在 Python 中高效地使用 HTMLParser [英] Using HTMLParser in Python efficiently

查看:33
本文介绍了在 Python 中高效地使用 HTMLParser的处理方法,对大家解决问题具有一定的参考价值,需要的朋友们下面随着小编来一起学习吧!

问题描述

为了响应 Python 正则表达式,我尝试使用 HTMLParser 实现 HTML 解析器:

In response to Python regular expression I tried to implement an HTML parser using HTMLParser:

import HTMLParser

class ExtractHeadings(HTMLParser.HTMLParser):

  def __init__(self):
    HTMLParser.HTMLParser.__init__(self)
    self.text = None
    self.headings = []

  def is_relevant(self, tagname):
    return tagname == 'h1' or tagname == 'h2'

  def handle_starttag(self, tag, attrs):
    if self.is_relevant(tag):
      self.in_heading = True
      self.text = ''

  def handle_endtag(self, tag):
    if self.is_relevant(tag):
      self.headings += [self.text]
      self.text = None

  def handle_data(self, data):
    if self.text != None:
      self.text += data

  def handle_charref(self, name):
    if self.text != None:
      if name[0] == 'x':
        self.text += chr(int(name[1:], 16))
      else:
        self.text += chr(int(name))

  def handle_entityref(self, name):
    if self.text != None:
      print 'TODO: entity %s' % name

def extract_headings(text):
  parser = ExtractHeadings()
  parser.feed(text)
  return parser.headings

print extract_headings('abdk3<h1>The content we need</h1>aaaaabbb<h2>The content we need2</h2>')
print extract_headings('before<h1>&#72;e&#x6c;&#108;o</h1>after')

这样做我想知道这个模块的API是不是不好,或者我没有注意到一些重要的事情.我的问题是:

Doing that I wondered if the API of this module is bad or if I didn't notice some important things.
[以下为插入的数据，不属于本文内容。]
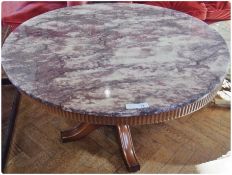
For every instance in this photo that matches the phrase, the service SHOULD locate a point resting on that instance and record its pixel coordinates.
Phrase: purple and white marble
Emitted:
(95, 59)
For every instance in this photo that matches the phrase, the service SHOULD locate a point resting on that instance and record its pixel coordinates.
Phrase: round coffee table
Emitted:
(116, 64)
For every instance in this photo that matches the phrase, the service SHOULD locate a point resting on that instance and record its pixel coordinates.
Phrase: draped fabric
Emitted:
(14, 13)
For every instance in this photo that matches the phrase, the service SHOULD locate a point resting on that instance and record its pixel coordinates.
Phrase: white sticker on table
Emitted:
(137, 106)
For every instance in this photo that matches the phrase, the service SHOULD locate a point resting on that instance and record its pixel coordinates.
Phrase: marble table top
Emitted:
(94, 59)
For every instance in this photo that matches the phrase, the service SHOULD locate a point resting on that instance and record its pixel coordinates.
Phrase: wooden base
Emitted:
(125, 141)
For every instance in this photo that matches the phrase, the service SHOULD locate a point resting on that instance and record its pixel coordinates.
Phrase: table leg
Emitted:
(77, 132)
(128, 148)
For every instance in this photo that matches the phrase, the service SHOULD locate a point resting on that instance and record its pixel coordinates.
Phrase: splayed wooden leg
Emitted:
(77, 132)
(128, 148)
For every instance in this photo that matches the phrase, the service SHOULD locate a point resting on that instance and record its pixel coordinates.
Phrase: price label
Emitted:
(137, 106)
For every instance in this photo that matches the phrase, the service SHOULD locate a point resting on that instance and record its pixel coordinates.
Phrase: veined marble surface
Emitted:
(95, 59)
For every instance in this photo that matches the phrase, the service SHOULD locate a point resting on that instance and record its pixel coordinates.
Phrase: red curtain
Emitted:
(15, 13)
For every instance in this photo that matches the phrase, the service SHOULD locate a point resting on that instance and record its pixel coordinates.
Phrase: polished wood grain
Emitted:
(128, 148)
(77, 132)
(132, 120)
(176, 146)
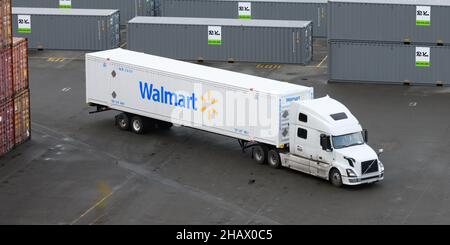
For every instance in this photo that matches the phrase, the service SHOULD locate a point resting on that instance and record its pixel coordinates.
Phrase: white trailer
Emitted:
(265, 115)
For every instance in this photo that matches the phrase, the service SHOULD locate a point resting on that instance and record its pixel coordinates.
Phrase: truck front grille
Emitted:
(369, 167)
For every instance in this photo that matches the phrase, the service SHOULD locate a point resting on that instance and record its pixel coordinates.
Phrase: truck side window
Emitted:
(302, 133)
(302, 117)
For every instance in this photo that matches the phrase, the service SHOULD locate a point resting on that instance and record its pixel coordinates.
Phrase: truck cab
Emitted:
(327, 141)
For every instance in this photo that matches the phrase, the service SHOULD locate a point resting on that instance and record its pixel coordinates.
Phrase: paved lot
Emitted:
(80, 169)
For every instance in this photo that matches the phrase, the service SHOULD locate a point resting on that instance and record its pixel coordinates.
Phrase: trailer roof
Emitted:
(200, 72)
(64, 11)
(278, 1)
(219, 21)
(402, 2)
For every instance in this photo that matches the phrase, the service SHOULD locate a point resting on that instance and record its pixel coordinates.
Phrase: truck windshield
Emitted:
(348, 140)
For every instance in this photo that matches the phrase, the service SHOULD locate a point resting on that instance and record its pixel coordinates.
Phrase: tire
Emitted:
(137, 125)
(273, 158)
(335, 178)
(123, 121)
(260, 154)
(164, 125)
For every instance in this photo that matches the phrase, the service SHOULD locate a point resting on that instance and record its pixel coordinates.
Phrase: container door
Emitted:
(113, 84)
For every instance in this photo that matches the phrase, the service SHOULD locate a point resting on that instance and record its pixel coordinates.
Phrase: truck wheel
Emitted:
(123, 121)
(260, 154)
(164, 125)
(273, 158)
(335, 177)
(137, 125)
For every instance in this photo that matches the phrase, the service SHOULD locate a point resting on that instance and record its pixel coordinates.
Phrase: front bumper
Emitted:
(362, 180)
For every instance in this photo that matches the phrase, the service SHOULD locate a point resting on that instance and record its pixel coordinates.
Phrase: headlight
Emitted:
(381, 166)
(351, 173)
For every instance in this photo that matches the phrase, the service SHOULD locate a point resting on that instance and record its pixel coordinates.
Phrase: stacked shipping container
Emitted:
(14, 92)
(128, 8)
(217, 39)
(21, 99)
(6, 83)
(308, 10)
(389, 41)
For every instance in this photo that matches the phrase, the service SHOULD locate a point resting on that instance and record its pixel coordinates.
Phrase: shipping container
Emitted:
(311, 10)
(265, 41)
(5, 24)
(389, 63)
(210, 99)
(128, 8)
(6, 127)
(67, 29)
(406, 21)
(20, 64)
(22, 124)
(6, 78)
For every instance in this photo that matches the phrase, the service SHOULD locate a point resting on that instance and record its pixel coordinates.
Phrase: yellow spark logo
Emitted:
(208, 103)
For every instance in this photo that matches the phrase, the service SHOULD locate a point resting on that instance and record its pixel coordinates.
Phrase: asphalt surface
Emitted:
(80, 169)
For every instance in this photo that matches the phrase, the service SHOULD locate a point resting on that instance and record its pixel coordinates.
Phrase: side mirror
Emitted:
(366, 135)
(325, 142)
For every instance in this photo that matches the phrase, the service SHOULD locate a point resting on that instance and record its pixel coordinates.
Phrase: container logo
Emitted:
(423, 16)
(245, 10)
(66, 4)
(423, 56)
(214, 35)
(24, 23)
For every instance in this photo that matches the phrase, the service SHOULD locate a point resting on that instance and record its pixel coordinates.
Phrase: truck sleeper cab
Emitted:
(327, 141)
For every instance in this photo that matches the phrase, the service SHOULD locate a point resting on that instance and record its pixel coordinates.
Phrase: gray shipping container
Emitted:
(68, 29)
(312, 10)
(418, 21)
(128, 8)
(389, 63)
(265, 41)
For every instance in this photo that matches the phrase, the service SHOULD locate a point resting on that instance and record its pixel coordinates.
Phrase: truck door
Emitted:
(301, 159)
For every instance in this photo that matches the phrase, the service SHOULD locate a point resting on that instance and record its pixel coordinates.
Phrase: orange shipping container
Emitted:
(6, 127)
(20, 65)
(5, 24)
(22, 117)
(6, 83)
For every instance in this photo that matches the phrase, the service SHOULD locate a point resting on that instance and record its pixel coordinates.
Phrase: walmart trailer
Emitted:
(161, 91)
(214, 39)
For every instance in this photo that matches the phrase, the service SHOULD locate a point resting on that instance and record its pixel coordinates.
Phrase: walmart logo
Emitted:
(208, 103)
(164, 96)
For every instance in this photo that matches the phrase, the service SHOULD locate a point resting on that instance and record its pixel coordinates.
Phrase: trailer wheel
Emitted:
(335, 177)
(164, 125)
(273, 158)
(123, 121)
(137, 125)
(260, 154)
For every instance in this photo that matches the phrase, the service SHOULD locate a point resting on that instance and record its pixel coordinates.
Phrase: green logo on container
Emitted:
(215, 35)
(65, 4)
(245, 10)
(24, 24)
(423, 55)
(423, 16)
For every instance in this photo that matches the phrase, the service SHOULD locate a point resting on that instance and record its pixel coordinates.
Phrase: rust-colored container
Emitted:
(6, 83)
(20, 65)
(6, 127)
(5, 24)
(22, 117)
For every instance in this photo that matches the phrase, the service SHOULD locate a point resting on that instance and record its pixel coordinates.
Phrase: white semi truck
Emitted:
(282, 123)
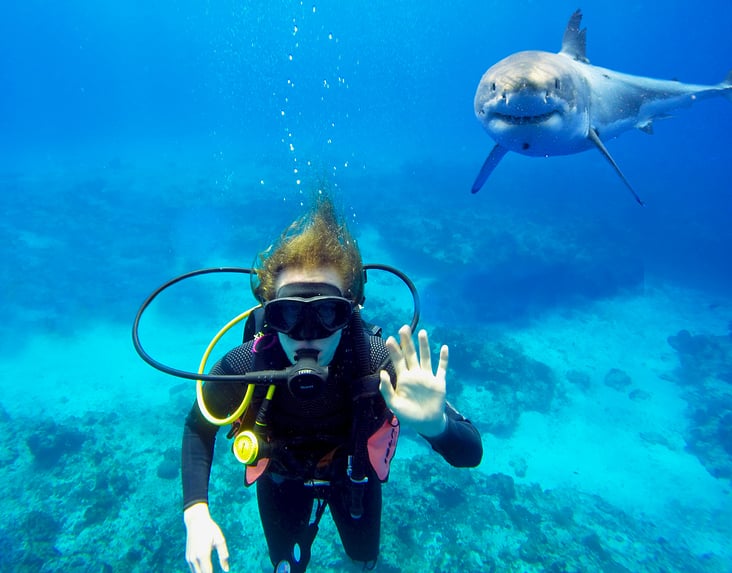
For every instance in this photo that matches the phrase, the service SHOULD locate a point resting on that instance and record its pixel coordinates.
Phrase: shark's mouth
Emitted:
(524, 119)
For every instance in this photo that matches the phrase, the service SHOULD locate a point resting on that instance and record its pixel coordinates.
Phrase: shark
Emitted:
(545, 104)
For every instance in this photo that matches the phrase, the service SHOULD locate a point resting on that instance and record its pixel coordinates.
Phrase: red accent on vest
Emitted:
(382, 446)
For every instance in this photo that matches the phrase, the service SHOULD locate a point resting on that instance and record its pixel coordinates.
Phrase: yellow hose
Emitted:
(199, 384)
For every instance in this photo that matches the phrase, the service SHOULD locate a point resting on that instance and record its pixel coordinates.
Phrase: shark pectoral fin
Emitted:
(646, 128)
(594, 138)
(489, 165)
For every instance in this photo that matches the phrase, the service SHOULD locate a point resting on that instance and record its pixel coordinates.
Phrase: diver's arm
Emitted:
(460, 442)
(199, 435)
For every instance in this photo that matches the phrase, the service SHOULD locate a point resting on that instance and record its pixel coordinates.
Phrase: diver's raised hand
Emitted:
(203, 535)
(419, 396)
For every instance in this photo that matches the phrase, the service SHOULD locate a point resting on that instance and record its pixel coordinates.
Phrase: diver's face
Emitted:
(292, 278)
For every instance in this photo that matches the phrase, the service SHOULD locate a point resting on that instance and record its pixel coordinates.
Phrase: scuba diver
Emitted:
(327, 435)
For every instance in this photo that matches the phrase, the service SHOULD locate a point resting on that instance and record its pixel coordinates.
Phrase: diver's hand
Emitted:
(203, 535)
(419, 396)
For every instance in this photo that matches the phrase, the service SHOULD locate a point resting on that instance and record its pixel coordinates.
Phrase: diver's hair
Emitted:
(317, 239)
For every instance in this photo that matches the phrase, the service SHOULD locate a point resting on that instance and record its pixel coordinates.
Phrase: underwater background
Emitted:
(590, 339)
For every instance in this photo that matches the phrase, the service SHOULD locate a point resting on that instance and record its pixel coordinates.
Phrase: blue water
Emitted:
(142, 140)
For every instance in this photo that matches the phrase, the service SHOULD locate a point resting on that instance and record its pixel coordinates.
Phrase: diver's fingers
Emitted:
(220, 544)
(442, 366)
(396, 355)
(408, 349)
(425, 356)
(386, 389)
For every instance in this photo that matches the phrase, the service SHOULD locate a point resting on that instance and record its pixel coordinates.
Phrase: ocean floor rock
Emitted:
(705, 373)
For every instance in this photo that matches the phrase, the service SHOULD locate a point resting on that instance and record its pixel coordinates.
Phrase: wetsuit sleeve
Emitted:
(199, 435)
(460, 443)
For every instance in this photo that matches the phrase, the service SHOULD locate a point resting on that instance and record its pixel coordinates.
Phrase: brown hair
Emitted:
(315, 240)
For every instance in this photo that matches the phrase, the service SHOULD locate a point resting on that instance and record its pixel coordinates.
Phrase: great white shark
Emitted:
(542, 104)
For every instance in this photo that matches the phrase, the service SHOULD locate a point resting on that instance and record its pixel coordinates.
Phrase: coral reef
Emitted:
(510, 382)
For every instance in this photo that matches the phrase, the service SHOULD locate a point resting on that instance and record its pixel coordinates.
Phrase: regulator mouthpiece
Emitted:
(306, 378)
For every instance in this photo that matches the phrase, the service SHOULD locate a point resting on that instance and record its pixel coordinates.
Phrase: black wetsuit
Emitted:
(312, 431)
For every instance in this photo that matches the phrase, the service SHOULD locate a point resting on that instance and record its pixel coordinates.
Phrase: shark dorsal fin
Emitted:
(574, 42)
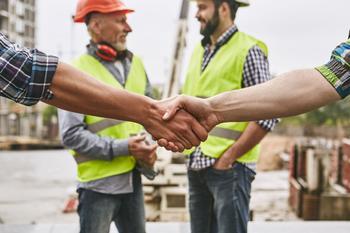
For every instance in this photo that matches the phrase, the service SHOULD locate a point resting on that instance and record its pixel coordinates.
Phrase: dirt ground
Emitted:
(34, 186)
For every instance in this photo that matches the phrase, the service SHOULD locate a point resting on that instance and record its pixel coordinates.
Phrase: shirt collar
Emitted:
(223, 38)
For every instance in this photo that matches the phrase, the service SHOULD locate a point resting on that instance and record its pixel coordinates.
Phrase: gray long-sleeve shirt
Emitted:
(74, 135)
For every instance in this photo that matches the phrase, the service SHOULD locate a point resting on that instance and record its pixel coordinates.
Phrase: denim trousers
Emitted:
(219, 199)
(98, 210)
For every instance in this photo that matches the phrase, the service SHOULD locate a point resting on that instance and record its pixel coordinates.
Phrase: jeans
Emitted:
(219, 200)
(97, 210)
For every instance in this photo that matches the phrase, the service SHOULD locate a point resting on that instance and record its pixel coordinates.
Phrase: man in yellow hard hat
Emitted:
(107, 151)
(221, 169)
(288, 94)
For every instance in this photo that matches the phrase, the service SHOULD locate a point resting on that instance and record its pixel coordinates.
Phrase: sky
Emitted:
(299, 33)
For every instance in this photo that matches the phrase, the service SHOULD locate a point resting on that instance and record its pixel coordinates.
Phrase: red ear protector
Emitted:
(106, 52)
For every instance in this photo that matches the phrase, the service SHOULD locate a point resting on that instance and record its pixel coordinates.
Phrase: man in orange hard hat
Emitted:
(106, 151)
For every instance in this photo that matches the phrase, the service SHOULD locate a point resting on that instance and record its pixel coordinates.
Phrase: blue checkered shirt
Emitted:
(255, 71)
(25, 74)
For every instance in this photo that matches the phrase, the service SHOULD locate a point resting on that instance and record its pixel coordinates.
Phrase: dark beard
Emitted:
(211, 26)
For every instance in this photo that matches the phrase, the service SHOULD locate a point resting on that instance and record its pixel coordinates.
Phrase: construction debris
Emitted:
(319, 179)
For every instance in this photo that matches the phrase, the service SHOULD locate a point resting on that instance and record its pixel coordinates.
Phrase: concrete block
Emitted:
(174, 199)
(335, 206)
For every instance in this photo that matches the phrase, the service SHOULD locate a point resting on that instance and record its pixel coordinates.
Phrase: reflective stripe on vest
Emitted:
(225, 133)
(94, 128)
(223, 73)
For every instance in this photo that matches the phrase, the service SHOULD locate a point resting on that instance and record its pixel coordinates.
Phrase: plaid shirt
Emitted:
(25, 75)
(255, 71)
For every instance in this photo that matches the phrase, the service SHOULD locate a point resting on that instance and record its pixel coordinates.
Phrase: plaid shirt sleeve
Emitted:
(256, 71)
(25, 74)
(337, 70)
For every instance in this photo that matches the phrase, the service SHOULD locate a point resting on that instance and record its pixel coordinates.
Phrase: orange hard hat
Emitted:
(85, 7)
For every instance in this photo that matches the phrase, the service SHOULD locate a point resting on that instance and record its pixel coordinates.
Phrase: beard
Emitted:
(211, 25)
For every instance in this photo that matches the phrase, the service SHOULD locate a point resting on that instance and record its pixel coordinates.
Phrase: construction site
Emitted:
(302, 180)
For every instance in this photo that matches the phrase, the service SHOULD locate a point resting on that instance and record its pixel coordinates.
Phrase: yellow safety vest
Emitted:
(90, 169)
(223, 73)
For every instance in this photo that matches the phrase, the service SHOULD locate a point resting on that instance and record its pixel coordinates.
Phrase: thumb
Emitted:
(139, 138)
(170, 112)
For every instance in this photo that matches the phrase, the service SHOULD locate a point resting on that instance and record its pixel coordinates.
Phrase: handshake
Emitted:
(180, 122)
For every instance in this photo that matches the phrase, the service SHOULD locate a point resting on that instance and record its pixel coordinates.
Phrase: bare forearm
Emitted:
(288, 94)
(76, 91)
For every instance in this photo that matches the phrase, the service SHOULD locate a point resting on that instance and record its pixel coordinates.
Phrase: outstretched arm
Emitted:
(286, 95)
(76, 91)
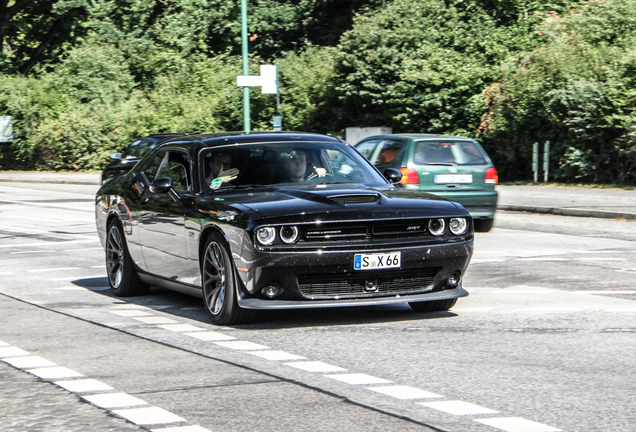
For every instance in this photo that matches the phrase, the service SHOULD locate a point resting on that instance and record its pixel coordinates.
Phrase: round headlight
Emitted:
(458, 226)
(289, 234)
(436, 226)
(266, 235)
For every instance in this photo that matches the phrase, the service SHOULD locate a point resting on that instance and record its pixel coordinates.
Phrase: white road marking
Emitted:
(53, 269)
(180, 327)
(83, 386)
(315, 366)
(605, 292)
(129, 306)
(131, 313)
(146, 416)
(54, 372)
(542, 259)
(39, 244)
(404, 392)
(155, 320)
(517, 424)
(114, 400)
(358, 379)
(276, 355)
(241, 345)
(182, 429)
(601, 259)
(28, 362)
(205, 335)
(12, 352)
(458, 407)
(76, 277)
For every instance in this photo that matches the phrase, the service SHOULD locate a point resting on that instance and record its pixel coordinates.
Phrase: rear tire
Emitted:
(220, 282)
(433, 306)
(122, 276)
(483, 225)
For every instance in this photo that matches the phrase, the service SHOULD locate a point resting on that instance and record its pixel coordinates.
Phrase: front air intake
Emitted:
(355, 199)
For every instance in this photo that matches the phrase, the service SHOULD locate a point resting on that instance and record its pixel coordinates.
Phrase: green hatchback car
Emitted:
(453, 167)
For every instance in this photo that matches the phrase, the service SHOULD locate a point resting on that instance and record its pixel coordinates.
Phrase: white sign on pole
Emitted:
(6, 131)
(269, 74)
(267, 80)
(249, 81)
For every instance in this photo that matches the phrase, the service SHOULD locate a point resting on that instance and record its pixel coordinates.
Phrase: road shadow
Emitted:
(185, 306)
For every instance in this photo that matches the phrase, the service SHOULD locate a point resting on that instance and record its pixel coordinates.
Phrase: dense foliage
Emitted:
(83, 78)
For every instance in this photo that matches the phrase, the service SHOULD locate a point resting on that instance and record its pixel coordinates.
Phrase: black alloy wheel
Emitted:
(433, 306)
(220, 284)
(122, 276)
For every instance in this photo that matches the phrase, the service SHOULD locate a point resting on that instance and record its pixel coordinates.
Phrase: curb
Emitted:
(569, 212)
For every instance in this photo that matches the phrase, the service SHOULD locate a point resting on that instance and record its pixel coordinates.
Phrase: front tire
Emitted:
(122, 276)
(433, 306)
(220, 284)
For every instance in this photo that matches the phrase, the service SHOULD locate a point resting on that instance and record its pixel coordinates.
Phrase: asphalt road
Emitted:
(545, 342)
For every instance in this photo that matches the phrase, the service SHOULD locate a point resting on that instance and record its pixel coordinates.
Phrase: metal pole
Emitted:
(535, 161)
(246, 90)
(546, 160)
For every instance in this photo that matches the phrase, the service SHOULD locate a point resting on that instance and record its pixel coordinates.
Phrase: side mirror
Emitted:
(161, 185)
(392, 175)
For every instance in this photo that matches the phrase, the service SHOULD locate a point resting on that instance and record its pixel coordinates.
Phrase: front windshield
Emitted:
(137, 149)
(285, 164)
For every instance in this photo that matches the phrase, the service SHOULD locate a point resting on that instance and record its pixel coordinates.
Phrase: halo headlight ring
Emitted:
(289, 234)
(458, 226)
(266, 236)
(436, 227)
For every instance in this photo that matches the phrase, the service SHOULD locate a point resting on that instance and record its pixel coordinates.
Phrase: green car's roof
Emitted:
(419, 136)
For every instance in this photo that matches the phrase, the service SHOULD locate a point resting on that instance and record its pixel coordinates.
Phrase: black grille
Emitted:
(354, 199)
(325, 287)
(336, 232)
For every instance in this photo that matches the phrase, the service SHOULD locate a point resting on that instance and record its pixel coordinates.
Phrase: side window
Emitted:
(176, 166)
(150, 172)
(367, 148)
(389, 152)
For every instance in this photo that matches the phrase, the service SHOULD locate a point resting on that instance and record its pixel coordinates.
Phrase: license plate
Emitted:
(377, 261)
(453, 178)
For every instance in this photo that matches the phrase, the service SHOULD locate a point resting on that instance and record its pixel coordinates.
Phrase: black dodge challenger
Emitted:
(279, 220)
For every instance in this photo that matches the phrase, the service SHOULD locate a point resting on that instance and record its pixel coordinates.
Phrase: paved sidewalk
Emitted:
(560, 200)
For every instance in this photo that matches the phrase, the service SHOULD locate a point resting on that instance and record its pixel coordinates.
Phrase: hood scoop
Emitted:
(354, 198)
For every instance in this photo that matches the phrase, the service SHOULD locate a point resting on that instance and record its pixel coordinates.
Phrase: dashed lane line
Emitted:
(379, 385)
(107, 399)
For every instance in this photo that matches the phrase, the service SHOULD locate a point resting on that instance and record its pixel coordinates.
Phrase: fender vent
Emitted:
(355, 199)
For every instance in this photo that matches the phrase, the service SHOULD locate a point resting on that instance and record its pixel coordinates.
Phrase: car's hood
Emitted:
(338, 202)
(122, 164)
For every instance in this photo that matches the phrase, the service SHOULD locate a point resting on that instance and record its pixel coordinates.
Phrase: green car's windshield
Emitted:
(267, 164)
(448, 153)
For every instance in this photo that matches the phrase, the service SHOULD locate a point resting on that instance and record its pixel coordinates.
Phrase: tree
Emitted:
(36, 32)
(576, 91)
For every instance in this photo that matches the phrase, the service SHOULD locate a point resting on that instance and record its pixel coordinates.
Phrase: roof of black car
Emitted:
(223, 138)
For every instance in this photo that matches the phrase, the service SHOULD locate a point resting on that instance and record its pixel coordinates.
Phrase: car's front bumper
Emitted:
(257, 303)
(422, 276)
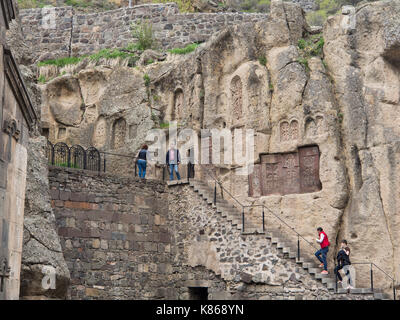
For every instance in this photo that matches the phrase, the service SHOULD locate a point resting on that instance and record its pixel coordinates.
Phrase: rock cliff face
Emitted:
(343, 101)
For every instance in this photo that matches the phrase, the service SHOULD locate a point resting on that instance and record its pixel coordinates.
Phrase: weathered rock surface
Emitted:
(41, 247)
(362, 59)
(345, 101)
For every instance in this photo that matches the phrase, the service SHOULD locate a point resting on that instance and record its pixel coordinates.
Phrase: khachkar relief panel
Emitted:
(178, 105)
(314, 126)
(289, 131)
(237, 98)
(286, 173)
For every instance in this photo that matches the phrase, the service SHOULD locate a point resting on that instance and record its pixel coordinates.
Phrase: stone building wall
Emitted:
(114, 235)
(60, 32)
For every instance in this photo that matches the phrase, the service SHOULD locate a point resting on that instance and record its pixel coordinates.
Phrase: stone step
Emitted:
(328, 280)
(320, 276)
(280, 245)
(314, 270)
(308, 265)
(292, 255)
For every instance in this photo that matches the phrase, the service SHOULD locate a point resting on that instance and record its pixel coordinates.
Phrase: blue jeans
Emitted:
(173, 167)
(324, 252)
(142, 168)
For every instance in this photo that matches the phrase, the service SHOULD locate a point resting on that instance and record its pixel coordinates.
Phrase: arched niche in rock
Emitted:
(118, 133)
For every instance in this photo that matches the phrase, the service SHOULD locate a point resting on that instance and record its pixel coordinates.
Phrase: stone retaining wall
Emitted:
(59, 32)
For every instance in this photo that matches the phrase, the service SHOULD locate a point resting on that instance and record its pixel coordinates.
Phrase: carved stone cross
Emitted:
(4, 272)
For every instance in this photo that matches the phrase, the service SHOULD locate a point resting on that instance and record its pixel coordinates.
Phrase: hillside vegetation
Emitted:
(324, 8)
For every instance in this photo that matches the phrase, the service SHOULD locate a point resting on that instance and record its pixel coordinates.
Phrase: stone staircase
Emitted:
(231, 214)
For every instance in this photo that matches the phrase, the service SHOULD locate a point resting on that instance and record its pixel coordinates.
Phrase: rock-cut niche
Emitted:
(177, 110)
(118, 133)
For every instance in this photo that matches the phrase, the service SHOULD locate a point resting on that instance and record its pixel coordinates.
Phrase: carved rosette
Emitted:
(10, 127)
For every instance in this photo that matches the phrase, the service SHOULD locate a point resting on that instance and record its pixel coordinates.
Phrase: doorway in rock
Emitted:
(198, 293)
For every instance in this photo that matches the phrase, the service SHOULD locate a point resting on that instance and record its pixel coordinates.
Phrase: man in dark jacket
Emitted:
(343, 260)
(173, 159)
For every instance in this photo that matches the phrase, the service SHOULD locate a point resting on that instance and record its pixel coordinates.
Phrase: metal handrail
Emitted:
(258, 205)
My questions are:

  • 为什么我对 handle_charref 的实现必须如此复杂?我原以为好的 API 会将代码点作为参数传递,而不是将 x6c72 作为字符串传递.
  • 为什么 handle_charref 的默认实现不使用适当的字符串调用 handle_data?
  • 为什么没有我可以调用的 handle_entityref 的实用程序实现?它可以命名为 handle_entityref_HTML4 并查找 HTML 4 中定义的实体,然后对它们调用 handle_data.
  • Why does my implementation of handle_charref have to be that complex? I would have expected that a good API passes the codepoint as a parameter, not either x6c or 72 as string.
  • Why doesn't the default implementation of handle_charref call handle_data with an appropriate string?
  • Why is there no utility implementation of handle_entityref that I could just call? It could be named handle_entityref_HTML4 and would lookup the entities defined in HTML 4 and then call handle_data on them.

如果提供了该 API,编写自定义 HTML 解析器会容易得多.那么我的误解在哪里?

If that API were provided, writing custom HTML parsers would be much easier. So where is my misunderstanding?

推荐答案

嗯,我倾向于同意 HTMLParser 没有包含将 HTML 实体引用转换为普通 ASCII 和/或其他字符的代码是一个可怕的疏忽.我认为这可以通过 Python3 中完全不同的工作来解决.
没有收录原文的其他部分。